Canada's foreign minister said on Thursday that Canada would need to agree to any final conclusion on 'rules of origin' reached in bilateral talks between the United States and Mexico as part of the modernization of the North American Free Trade Agreement.
Canada has been waiting on the sidelines for weeks, as talks have focused on settling differences between Mexico and the United States at the centre of U.S. President Donald Trump's complaint that NAFTA has undercut U.S. manufacturing to Mexico's benefit.
"Updating the 'rules of origin' has always been a very big, important and complicated effort," Canadian Foreign Minister Chrystia Freeland told reporters. "Canada clearly has an interest in how those rules are updated and we clearly will need to look and agree to any final conclusion."
Mexico's economy minister, also on Thursday, said he was pushing for a quick deal with U.S. officials in the renegotiation of the pact, with a breakthrough on new rules for the auto industry still elusive.
Trump has threatened to withdraw from the 24-year-old trade pact between the United States, Mexico and Canada if it is not reworked to the advantage of the United States. He hopes to reduce the U.S. trade deficit with lower-cost Mexico and claw back jobs, particularly in the auto industry.
"The idea is to do our best to finish this agreement as soon as possible," Mexican Economy Minister Ildefonso Guajardo told reporters as he entered the latest NAFTA talks at the offices of U.S. Trade Representative Robert Lighthizer in Washington.
"It's better to have a good agreement than a fast [agreement],” the minister added.
Mexico and the United States have said they are close to resolving remaining bilateral issues in the revamp of the trade pact.
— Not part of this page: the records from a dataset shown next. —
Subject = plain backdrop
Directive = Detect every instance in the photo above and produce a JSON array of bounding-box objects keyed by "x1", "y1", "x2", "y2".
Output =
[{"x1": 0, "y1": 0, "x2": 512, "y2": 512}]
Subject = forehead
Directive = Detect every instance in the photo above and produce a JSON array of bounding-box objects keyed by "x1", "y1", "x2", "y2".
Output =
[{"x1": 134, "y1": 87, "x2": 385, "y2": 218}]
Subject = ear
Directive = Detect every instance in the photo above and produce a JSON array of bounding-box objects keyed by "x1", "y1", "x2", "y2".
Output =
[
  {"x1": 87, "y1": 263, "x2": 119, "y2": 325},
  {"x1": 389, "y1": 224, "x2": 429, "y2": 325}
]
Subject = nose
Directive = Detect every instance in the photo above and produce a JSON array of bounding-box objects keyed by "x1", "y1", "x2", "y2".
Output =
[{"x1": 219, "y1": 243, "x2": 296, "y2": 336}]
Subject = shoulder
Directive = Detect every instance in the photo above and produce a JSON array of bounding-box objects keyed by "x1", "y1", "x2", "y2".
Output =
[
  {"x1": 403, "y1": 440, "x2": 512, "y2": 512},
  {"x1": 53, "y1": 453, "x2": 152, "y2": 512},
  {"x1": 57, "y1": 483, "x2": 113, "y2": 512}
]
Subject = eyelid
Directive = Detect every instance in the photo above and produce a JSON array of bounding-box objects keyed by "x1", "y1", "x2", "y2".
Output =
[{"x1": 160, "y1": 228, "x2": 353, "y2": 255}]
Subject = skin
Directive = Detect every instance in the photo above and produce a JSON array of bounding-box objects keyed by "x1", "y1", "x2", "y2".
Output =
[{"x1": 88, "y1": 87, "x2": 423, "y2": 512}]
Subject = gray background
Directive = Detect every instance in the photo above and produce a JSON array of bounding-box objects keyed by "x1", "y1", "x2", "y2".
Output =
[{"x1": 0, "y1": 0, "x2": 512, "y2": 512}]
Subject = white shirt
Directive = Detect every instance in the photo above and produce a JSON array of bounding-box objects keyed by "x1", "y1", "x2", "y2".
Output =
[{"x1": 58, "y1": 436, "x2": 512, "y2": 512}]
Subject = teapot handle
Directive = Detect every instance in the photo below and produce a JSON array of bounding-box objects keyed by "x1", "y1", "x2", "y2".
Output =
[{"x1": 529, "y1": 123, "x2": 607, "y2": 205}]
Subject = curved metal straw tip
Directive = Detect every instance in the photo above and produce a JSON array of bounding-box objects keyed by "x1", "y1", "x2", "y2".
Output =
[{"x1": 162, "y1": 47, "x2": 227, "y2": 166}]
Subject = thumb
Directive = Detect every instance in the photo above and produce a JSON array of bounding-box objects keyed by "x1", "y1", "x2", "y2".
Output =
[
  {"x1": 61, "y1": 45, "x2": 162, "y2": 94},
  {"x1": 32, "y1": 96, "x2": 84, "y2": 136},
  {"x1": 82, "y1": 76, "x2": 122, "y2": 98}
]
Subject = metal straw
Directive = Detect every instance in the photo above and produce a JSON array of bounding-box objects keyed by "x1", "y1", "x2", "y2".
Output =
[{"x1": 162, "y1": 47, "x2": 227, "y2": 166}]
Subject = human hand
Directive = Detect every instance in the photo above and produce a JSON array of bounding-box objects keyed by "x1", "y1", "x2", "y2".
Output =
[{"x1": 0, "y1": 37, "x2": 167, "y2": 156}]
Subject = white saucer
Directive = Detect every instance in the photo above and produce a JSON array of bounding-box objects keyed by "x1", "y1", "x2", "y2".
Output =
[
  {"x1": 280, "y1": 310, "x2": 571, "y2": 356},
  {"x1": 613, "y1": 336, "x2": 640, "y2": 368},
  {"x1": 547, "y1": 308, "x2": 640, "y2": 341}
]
However, a day earlier Guajardo had said the two sides might be able to reach agreement in "hours."
The tone has become more cautious since then.
Canada has been waiting for the Mexican and U.S. teams to reach common ground on autos before rejoining the negotiations.
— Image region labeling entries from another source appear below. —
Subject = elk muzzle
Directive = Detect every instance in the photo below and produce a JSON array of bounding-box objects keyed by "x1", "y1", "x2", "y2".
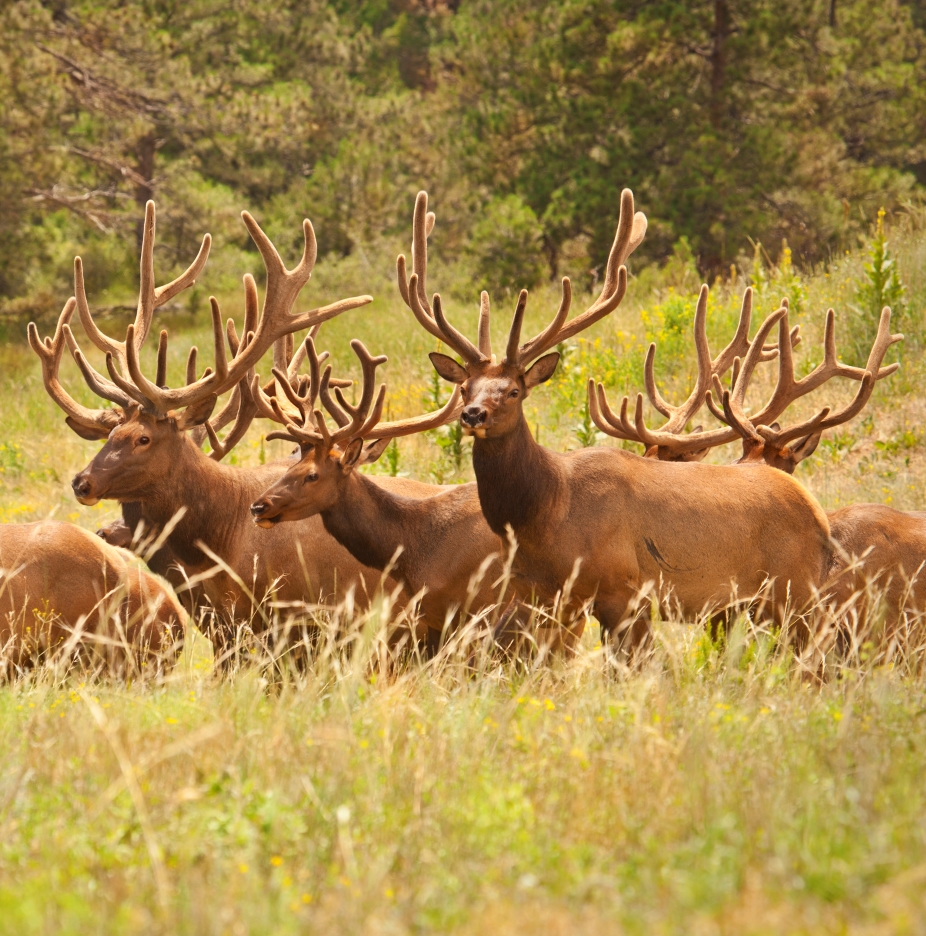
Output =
[
  {"x1": 251, "y1": 497, "x2": 283, "y2": 530},
  {"x1": 460, "y1": 403, "x2": 488, "y2": 433},
  {"x1": 71, "y1": 471, "x2": 100, "y2": 507}
]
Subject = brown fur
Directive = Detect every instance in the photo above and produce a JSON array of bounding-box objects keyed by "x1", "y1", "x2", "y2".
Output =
[
  {"x1": 829, "y1": 504, "x2": 926, "y2": 631},
  {"x1": 73, "y1": 412, "x2": 438, "y2": 618},
  {"x1": 0, "y1": 521, "x2": 186, "y2": 663},
  {"x1": 432, "y1": 355, "x2": 830, "y2": 642},
  {"x1": 252, "y1": 448, "x2": 504, "y2": 642}
]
U.S. and Mexican officials say they will push for a deal that could open the door for Canada to return.
The Trump administration wants to be able to impose national security tariffs on future Mexican production from new auto assembly and parts plants, according to auto industry officials.
That has caused friction at the talks.
The threat of 25 per cent tariffs could discourage new automotive investment in Mexico to serve the U.S. market.
Asked whether tariff-related issues in the automotive sector were holding up progress at the talks, Guajardo said he was "not going to comment on every single item."
Guajardo has said he hoped that a deal in principle would be possible in August. Asked whether that was still the plan, Guajardo said that it was a "very efficient timeline."